You probably think they are working on your tax return. More likely they are first pushing out partnership and S corporation returns.
New Mexico has a higher percentage of businesses operated as partnerships than the nation as a whole. This often includes real estate operations, but also many operating businesses formed as limited liability companies taxed as partnerships.
Partnerships are called “pass through” entities because the entity passes its income and deductions on to the owners. The partnership form of operation is growing faster than any other.
The IRS plans to significantly increase the audit rate of partnerships. That’s smart. Partnership-level audit adjustments will cause the partners’ liabilities to increase.
Partnership tax returns provide information to the partners. IRS also gets this information. Beginning last year, IRS started asking for new information items to help it do its job. Tax professionals did not always have this new information.
The information gap will be a growing concern. More information is being requested on 2019 partnership returns and even more will be asked in 2020. Are you are partner in any partnerships? If so, your tax professional will likely need to spend more time to gather information to do your return.
A partner’s equity investment is generally marked by a capital account. There are different types of capital accounts. Some partnership agreements require something called “Section 704(b) book” capital. This type of capital helps decide how to allocate income and loss and how to distribute assets on liquidation.
A “tax basis” capital account can also be maintained. This type is very useful to track a partner’s tax basis in their investment. Tax people like to see this one. The IRS likes to see this one.
Beginning in 2018, IRS required partnerships to report any partners who have a negative tax basis capital. Not all partners, or their tax professionals, knew this information. So IRS said there would be no penalties if this information was provided by March 15, 2020.
Many tax professionals trying to work on 2019 tax returns are also trying to satisfy this March 15 deadline for 2018 partnership returns.
Beginning in 2019, IRS proposed to require all partnerships to report tax basis capital for all partners. Tax professionals howled in protest and this was deferred until 2020 returns. But that makes 2019 a crazy year because the tax basis capital information needs to be pulled together later this year to satisfy the 2020 requirement.
Sometimes partners contribute property to a partnership that has a fair value more or less than its tax basis. Partnerships must track this difference. Tax allocations by the partnership cannot shift this “built-in” gain or loss to anyone but the partner who contributed the property.

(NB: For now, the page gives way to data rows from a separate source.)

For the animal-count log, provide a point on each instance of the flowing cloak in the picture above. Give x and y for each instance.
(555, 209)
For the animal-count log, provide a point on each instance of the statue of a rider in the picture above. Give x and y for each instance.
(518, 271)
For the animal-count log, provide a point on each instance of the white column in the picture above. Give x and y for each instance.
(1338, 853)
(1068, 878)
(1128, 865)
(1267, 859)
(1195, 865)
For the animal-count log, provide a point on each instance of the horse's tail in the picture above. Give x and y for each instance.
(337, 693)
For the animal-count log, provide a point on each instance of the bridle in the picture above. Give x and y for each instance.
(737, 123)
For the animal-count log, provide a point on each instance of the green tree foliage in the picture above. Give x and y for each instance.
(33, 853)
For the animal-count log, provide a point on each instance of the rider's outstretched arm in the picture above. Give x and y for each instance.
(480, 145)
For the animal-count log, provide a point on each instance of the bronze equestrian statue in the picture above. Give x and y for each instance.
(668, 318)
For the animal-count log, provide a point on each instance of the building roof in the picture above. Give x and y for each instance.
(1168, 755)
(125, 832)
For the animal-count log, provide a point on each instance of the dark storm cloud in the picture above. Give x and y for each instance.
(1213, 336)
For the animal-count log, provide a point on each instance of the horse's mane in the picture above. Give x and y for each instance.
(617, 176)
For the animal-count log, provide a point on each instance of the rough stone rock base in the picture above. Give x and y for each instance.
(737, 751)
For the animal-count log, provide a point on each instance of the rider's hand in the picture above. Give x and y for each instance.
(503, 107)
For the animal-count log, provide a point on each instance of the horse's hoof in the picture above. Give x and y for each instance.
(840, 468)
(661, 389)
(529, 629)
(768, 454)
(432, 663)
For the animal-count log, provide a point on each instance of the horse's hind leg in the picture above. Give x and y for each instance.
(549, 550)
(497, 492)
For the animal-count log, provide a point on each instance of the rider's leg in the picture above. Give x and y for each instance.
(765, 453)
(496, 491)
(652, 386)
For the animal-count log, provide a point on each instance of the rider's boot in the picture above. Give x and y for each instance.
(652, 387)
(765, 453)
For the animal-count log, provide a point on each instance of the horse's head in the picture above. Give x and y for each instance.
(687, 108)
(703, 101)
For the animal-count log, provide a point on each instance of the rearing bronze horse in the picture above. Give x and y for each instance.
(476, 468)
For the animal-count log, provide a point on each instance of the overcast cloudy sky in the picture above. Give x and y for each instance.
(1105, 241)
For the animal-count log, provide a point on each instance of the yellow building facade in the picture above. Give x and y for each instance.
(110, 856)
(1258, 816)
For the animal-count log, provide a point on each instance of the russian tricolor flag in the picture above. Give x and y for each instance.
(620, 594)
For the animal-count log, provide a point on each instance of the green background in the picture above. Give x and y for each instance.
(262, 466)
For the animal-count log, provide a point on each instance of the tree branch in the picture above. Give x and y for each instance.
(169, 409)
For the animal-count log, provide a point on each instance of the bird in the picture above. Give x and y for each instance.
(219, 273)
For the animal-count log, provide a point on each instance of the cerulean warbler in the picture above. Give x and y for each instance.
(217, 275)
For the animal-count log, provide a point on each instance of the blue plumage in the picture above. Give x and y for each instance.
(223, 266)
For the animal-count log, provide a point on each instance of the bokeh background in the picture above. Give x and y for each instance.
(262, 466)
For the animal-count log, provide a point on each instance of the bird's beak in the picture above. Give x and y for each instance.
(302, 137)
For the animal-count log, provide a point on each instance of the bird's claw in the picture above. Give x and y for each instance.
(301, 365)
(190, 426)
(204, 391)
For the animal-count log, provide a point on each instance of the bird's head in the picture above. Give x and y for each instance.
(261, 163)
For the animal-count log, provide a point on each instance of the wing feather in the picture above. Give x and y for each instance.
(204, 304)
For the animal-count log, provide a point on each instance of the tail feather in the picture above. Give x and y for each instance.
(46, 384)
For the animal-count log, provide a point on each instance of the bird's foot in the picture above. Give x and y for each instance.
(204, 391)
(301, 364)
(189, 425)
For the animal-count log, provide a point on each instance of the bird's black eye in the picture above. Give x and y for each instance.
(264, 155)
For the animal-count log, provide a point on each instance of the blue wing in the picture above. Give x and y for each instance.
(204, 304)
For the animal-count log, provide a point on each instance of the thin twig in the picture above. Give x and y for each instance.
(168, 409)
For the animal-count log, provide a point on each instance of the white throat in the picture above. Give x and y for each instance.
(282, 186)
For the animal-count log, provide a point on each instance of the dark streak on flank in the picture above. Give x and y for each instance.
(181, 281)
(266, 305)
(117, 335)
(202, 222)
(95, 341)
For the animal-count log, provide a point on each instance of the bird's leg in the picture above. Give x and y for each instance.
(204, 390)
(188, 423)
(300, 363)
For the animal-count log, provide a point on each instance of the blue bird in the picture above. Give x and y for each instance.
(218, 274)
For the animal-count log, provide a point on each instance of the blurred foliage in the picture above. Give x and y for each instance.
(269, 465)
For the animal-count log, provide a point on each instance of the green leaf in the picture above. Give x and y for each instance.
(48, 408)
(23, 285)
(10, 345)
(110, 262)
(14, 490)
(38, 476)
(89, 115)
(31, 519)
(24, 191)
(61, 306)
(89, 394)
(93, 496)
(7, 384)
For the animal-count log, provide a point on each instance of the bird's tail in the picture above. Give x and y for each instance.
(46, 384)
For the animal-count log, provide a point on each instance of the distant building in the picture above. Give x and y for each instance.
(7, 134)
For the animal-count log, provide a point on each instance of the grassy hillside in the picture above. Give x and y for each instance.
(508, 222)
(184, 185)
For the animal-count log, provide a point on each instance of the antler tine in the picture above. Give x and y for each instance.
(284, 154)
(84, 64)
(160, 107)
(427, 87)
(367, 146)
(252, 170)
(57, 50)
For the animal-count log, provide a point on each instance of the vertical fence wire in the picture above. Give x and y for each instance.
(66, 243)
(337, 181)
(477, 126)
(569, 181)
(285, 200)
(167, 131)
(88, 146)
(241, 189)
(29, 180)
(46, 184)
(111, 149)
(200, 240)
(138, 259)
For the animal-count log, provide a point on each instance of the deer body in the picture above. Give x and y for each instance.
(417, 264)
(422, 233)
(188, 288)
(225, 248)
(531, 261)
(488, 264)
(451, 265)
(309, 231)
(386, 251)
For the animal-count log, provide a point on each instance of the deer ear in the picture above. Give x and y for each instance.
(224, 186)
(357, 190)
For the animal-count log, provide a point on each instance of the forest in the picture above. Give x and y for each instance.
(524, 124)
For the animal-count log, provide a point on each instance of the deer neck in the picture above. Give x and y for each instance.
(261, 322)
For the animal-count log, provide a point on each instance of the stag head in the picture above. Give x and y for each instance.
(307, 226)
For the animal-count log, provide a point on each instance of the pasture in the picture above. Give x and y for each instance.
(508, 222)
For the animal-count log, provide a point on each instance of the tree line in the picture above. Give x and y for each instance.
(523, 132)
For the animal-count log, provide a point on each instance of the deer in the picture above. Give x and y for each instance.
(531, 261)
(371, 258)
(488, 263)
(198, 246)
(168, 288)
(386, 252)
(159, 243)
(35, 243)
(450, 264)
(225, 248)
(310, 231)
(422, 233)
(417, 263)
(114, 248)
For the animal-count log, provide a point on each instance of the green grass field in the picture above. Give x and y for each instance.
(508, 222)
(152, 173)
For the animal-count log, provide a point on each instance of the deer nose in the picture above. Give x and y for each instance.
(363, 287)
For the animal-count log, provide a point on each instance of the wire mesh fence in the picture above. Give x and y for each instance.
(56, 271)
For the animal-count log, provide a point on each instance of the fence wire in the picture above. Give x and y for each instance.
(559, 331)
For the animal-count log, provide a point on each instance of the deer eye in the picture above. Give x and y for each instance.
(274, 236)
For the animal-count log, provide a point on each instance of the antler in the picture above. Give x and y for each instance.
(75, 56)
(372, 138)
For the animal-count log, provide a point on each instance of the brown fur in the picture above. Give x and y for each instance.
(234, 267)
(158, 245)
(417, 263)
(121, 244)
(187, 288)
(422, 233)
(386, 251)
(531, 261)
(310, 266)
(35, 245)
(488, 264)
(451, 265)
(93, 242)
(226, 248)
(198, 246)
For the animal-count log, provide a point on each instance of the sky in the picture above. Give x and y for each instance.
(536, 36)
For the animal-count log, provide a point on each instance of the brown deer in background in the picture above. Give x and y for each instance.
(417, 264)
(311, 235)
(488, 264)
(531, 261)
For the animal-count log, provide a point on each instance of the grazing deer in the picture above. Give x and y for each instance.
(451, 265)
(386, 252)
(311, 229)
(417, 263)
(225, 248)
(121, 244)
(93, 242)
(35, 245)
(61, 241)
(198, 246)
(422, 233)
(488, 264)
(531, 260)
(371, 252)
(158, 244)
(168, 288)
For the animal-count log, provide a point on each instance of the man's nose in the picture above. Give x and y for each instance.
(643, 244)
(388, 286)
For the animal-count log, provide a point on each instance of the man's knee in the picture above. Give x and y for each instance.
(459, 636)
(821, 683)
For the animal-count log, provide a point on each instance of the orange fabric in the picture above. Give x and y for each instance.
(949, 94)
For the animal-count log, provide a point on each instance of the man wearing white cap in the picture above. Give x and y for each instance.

Beginning with 2019 tax returns, partnerships must report the amount of each partner’s built-in gain or loss. The easiest way to do this is to compare a partner’s Section 704(b) capital with his or her tax basis capital.
Take the difference between a partner’s Section 704(b) capital and tax capital and, ba-da-bing, ba-da-boom, you’ve got the amount of the built-in gain or loss to report on the 2019 tax return.
But you need to have both types of capital to do this. And we already know, from the previously discussed tax professional howling, that many people do not know the tax basis capital. Many also do not know the Section 704(b) capital.
There is no delay in reporting the dollar amount of each partner’s built-in gain or loss. No amount of howling will get a further delay in providing this information. So expect some wailing instead. Oh, and likely higher fees to prepare partnership returns.
Well, some professionals may say, we’re so busy we’ll just do the best we can and move on. But there’s a reason this information is being asked, and asked now. (See earlier statement about IRS raising the audit rate).
Tax professionals will have to increasingly defend the numbers on these partnership tax filings. What we sow in 2018 to 2020 we shall reap in later years. It’s important for the professional and the partners to understand the value of getting this information right.